In [1]:
from pathlib import Path
from typing import List, Dict

from loguru import logger
from pyspark.sql import SparkSession, DataFrame

In [2]:
CONF_LOG_PREFIX = 'CONFLOG'
FLST_LOG_PREFIX = 'FLSTLOG'
GEO_LOG_PREFIX = 'GEOLOG'
LOS_LOG_PREFIX = 'LOSLOG'
REG_LOG_PREFIX = 'REGLOG'
LOADING_PATH = '/mnt/shared/repos/metropolis/M2_data_analysis_platform/output'
DATAFRAMES_NAMES = [CONF_LOG_PREFIX, FLST_LOG_PREFIX, GEO_LOG_PREFIX, LOS_LOG_PREFIX, REG_LOG_PREFIX]

In [3]:
def load_dataframes(files_names: List[str], loading_path: str, spark: SparkSession) -> Dict[str, DataFrame]:
    """ Loads the dataframes which macht the file names passed by arguments.
    The method read from the config the path were to read the files, which
    matches the folder where the files are saved in `save_dataframes_dict()`.

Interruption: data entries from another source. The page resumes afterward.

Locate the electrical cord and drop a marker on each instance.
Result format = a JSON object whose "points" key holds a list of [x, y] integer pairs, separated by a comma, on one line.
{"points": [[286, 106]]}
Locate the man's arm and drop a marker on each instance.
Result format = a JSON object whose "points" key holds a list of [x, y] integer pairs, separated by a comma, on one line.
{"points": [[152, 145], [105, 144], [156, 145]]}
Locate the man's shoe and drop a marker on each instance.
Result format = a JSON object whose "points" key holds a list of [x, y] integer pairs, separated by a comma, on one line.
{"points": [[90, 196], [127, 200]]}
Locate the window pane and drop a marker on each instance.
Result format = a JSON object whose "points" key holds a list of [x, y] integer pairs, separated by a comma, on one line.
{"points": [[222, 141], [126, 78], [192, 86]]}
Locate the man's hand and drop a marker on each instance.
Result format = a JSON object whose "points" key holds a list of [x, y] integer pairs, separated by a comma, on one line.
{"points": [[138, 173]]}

    :param files_names: list of the names of the files.
    :param loading_path: path were the files are saved.
    :param spark: spark session.
    :return: dictionary with the dataframes loaded from the files, with the
     file name as key.
    """
    dataframes = dict()

    for file_name in files_names:
        file_path = Path(loading_path, f'{file_name.lower()}.parquet')
        logger.info('Loading dataframe from `{}`.', file_path)
        df = spark.read.parquet(str(file_path))
        dataframes[file_name] = df

    return dataframes

In [4]:
spark = SparkSession.builder.appName('Notebook').getOrCreate()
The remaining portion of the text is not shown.